| Finance minister P. Chidambaram in New Delhi on Tuesday. Picture by Ramakant Kushwaha
New Delhi, Nov. 7: There’s some encouraging news for honest taxpayers. Finance minister P. Chidambaram has promised further moderation in tax rates provided the compliance level goes up.
The minister thinks it is because of moderate and stable rates that more people are now encouraged to pay their taxes. “There is scope for further moderation. However, this will depend on greater tax compliance,” Chidambaram said at the economic editors’ conference here today.
With the North Block ready to chalk out the broad contours of the next budget, Chidambaram stressed the need for deepening the reforms process. He said broadening the base of reforms had enabled the country to become a major economic power and it needs to be deepened.
“We have miles to go before we rest. We need more reforms to sustain growth at 8-10 per cent for at least two decades.”
Admitting that inflation was an area of concern, Chidambaram said the increase in the rate of inflation had been mainly due to rise in prices of 30 essential commodities such as wheat, flour, pulses, sugar, potatoes and milk.
The minister felt that the management and distribution of essential commodities through the public distribution system can have a salutary effect on prices. He said the Centre, in co-operation with state governments, would work on this front.

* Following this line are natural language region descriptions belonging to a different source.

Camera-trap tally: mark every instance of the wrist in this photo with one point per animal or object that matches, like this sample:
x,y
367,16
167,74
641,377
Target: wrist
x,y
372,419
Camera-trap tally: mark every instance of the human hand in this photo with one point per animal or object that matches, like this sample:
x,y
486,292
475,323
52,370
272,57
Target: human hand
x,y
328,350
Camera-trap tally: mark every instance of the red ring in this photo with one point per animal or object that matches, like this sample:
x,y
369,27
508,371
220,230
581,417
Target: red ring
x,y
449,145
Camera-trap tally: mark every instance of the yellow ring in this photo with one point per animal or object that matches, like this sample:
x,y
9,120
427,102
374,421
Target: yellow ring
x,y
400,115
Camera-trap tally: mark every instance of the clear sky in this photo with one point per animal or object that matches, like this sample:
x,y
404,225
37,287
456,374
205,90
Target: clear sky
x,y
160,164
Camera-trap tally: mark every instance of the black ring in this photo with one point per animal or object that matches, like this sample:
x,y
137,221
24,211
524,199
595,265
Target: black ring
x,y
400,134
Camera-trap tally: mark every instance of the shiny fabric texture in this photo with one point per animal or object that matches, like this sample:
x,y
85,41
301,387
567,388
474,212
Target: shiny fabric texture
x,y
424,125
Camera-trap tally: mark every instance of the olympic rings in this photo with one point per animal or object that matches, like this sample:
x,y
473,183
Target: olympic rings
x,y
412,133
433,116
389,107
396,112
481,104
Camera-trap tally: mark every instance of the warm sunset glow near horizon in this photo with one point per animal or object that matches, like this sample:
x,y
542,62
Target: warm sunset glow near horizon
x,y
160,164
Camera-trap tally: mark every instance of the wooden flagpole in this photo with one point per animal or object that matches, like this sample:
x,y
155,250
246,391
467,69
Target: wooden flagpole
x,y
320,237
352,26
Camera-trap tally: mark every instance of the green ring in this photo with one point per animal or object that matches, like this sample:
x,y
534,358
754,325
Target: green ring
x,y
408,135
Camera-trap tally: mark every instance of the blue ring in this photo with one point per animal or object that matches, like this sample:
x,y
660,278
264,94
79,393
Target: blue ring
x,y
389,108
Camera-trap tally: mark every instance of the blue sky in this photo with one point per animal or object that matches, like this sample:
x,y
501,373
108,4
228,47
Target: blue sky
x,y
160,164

The government has achieved the procurement targets for wheat and paddy during the current kharif season, he added and hoped that the same would be replicated in the forthcoming rabi season.
Taking a contra view to what bankers feel, Chidambaram said there was no immediate need to increase interest rates while rebalancing banks’ portfolios to deal with the mismatch in credit-deposit ratio.
During a meeting with the bankers yesterday, Chidambaram exhorted them to jack up deposits giving rise to speculations that banks may winch up rates to tap savings of households.
“On interest outlook, liquidity is quite comfortable. Because of rebalancing of portfolio I don’t see immediate rise in interest rates,” he said.
“I have asked banks to rebalance portfolio and mobilise more deposits,” he said, adding, “if banks are able to do both, I don't think there is any need to increase interest rates.”
The government sees infrastructure as a major hurdle to deepening reforms.
While speaking at the economic editors’ conference, Planning Commission deputy chairman Montek Singh Ahluwalia said the Eleventh Plan (2007-12) would seek to raise the level of investment in infrastructure to 8 per cent of GDP from 4.7 per cent at present.
According to Ahluwalia, this will require an additional mobilisation of $110 billion to increase the investment in infrastructure to $310 billion.